Deckhouse Code will issue an ID token with aud=vault, and Vault will verify that the project_path value matches the configured one.

curl \
  -H "X-Vault-Token: $VAULT_TOKEN" \
  -X POST "$VAULT_ADDR/v1/auth/jwt/role/$VAULT_ROLE" \
  --data @- <<EOF
{
  "role_type":   "jwt",
  "user_claim":  "sub",
  "bound_audiences": ["vault"],

  "bound_claims": {
    "project_path": "$PROJECT_PATH"
  },

  "policies": ["$VAULT_POLICY"],
  "ttl": "1h"
}
EOF

At this point, the Vault configuration is complete.

Testing the integration in Deckhouse Code

1. Open the project specified in PROJECT_PATH. The project CI token must match the project_path claim. Otherwise, Vault will deny access to secrets.

2. In the project CI/CD settings, add the VAULT_SERVER_URL variable with the value of $VAULT_ADDR used earlier. This variable tells Deckhouse Code where to send Vault API requests.

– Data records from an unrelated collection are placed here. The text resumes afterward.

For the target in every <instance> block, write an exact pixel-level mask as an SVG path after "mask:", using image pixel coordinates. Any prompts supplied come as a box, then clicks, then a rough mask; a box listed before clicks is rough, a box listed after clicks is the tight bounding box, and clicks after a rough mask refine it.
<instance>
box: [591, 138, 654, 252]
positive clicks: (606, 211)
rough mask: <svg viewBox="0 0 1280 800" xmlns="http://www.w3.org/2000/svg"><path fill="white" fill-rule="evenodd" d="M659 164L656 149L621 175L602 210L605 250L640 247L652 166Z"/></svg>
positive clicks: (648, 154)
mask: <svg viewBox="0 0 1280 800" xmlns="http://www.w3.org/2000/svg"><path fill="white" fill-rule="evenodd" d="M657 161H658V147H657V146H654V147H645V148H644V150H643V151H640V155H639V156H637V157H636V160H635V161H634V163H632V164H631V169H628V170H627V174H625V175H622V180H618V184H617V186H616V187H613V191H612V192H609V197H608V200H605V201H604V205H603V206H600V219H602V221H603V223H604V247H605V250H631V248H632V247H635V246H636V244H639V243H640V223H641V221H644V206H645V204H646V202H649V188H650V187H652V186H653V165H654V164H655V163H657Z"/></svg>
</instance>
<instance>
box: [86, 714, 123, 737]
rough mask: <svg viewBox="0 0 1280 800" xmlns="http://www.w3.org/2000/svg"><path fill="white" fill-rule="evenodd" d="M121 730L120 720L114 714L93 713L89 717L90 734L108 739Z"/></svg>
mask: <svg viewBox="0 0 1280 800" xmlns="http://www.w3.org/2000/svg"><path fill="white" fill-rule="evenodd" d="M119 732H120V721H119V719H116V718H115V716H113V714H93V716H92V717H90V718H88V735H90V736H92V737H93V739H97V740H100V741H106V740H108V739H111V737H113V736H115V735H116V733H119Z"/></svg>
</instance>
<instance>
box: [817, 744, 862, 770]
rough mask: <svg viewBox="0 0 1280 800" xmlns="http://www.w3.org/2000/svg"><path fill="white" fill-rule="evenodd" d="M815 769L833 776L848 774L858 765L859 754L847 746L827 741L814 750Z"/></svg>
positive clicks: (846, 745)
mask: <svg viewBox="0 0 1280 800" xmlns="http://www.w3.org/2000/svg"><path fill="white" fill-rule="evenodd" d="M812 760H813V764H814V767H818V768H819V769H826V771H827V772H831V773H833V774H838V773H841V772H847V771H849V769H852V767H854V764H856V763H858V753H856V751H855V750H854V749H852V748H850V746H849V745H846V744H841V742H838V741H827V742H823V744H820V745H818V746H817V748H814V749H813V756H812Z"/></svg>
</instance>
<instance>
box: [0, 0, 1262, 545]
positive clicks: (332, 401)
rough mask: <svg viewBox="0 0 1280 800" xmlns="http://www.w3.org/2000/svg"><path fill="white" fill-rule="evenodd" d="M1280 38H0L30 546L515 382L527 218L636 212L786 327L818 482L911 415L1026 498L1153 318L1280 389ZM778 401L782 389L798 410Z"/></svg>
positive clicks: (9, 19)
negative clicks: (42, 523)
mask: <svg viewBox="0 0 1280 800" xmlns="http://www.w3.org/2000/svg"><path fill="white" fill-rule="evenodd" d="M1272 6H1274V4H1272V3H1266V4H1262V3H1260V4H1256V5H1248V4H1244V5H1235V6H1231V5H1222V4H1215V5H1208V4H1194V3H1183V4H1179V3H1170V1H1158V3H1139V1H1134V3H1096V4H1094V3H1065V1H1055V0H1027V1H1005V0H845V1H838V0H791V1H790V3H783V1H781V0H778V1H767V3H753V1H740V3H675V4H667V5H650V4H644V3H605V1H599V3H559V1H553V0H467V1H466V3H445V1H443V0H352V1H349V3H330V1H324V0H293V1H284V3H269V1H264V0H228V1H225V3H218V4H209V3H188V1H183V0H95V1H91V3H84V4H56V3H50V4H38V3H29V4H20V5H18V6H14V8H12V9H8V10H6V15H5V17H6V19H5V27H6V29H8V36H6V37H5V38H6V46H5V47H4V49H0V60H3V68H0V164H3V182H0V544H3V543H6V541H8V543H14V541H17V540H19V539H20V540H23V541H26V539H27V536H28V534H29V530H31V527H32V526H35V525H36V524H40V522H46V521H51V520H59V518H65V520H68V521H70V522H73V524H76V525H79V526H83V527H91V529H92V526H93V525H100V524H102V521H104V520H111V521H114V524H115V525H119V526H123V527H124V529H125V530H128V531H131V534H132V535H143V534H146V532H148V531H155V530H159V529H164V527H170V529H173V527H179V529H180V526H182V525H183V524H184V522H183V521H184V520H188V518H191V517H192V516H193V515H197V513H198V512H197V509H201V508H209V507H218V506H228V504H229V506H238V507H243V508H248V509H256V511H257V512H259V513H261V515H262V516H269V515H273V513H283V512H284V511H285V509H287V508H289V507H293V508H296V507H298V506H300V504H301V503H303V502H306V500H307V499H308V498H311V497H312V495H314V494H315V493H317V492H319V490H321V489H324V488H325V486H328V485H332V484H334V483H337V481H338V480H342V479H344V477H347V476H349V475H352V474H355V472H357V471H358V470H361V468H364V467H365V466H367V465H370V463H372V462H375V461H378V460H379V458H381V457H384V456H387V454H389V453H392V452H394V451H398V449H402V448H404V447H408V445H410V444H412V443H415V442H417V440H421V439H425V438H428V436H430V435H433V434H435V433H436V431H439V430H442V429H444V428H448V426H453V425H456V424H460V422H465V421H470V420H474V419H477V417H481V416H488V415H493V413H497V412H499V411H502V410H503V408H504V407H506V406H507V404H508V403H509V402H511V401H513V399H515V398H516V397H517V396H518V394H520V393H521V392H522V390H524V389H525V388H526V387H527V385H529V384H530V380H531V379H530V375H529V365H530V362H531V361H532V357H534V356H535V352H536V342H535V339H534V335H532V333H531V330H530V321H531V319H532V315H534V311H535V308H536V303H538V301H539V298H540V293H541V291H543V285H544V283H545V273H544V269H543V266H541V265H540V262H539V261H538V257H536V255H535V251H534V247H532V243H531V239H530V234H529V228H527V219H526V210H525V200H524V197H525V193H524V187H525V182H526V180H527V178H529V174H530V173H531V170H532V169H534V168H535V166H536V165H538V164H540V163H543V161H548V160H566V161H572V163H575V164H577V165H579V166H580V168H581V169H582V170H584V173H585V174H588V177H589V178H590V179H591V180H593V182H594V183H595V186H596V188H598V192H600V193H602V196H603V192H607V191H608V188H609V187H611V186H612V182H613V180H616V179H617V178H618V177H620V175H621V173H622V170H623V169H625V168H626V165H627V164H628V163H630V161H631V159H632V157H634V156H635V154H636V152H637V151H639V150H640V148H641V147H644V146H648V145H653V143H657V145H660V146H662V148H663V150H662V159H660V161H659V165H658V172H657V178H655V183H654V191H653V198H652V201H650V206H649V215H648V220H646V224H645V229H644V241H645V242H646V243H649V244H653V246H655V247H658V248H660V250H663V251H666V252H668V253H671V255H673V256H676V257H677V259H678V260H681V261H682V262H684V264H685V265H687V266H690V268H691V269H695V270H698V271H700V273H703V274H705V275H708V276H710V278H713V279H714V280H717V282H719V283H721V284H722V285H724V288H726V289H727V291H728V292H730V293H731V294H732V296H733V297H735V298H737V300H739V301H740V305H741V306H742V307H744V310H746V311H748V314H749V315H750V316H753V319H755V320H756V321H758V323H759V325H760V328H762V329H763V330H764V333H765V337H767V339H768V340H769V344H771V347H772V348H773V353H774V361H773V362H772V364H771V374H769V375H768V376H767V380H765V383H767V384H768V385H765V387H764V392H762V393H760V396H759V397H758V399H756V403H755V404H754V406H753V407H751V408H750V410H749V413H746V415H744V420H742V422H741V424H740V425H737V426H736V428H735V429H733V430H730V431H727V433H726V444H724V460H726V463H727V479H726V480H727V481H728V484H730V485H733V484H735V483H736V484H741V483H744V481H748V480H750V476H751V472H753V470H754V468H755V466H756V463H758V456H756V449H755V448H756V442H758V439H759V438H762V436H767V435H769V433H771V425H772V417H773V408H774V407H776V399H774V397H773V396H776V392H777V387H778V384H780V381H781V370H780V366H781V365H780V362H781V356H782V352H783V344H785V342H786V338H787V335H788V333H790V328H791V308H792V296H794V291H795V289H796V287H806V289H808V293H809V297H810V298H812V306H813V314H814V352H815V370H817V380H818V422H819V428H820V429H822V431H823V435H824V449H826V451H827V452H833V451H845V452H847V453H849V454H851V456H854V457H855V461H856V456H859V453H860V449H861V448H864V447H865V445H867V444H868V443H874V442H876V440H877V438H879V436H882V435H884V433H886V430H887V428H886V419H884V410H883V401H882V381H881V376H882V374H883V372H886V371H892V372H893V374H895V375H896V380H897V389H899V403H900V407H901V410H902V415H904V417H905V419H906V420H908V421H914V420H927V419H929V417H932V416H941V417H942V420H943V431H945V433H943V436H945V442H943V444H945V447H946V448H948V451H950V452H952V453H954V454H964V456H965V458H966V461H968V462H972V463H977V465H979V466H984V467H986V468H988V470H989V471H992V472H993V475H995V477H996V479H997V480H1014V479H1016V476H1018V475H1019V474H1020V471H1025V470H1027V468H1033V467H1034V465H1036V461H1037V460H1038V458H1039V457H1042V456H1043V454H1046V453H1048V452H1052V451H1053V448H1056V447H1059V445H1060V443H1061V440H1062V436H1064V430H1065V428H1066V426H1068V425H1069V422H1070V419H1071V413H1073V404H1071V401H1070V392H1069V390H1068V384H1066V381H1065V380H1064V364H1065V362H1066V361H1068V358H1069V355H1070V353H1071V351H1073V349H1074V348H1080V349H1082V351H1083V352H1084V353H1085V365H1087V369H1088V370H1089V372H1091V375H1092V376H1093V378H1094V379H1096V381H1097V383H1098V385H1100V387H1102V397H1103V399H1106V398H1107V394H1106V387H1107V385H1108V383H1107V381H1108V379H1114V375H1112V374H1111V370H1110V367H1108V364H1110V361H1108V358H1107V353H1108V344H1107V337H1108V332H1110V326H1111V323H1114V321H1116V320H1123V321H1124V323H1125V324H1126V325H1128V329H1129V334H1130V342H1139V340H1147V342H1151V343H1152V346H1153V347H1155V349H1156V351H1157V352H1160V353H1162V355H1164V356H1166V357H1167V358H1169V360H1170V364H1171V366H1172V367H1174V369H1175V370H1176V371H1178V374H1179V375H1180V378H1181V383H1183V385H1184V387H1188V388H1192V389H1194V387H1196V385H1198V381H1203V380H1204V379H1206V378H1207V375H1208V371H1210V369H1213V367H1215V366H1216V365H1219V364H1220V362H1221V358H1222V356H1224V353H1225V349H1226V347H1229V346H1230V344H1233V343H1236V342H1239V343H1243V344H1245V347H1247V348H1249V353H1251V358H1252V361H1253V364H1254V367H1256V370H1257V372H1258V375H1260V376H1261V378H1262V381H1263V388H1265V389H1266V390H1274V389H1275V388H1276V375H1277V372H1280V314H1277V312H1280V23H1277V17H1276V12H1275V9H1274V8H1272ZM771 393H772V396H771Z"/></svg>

3. Create the .gitlab-ci.yml file. The file runs a test CI job that:

   • Obtains an ID token with aud=vault.
   • Passes it to Vault.
   • Retrieves a secret from KV.
   • Outputs the secret value.

   stages:
     - test
      
   vault-demo:
     stage: test
     image: alpine
     id_tokens:
       VAULT_ID_TOKEN:
         aud: vault
     secrets:
       DATABASE_PASSWORD:
         vault: code/vault-demo/DATABASE_PASSWORD@kv
         token: $VAULT_ID_TOKEN
         file: false
     script:
       - echo "Raw value (masked by GitLab):"
       - echo "$DATABASE_PASSWORD"
      
       - echo
       - echo "Value with spaces (not masked):"
       - printf '%s\n' "$DATABASE_PASSWORD" | sed 's/./& /g'
   

Result

If the integration is configured correctly:

• The CI job successfully obtains an ID token.
• Vault validates the project_path value and grants access.
• The secret is retrieved and printed to the log.

In the job output, you will see the value of the DATABASE_PASSWORD field loaded directly from Vault.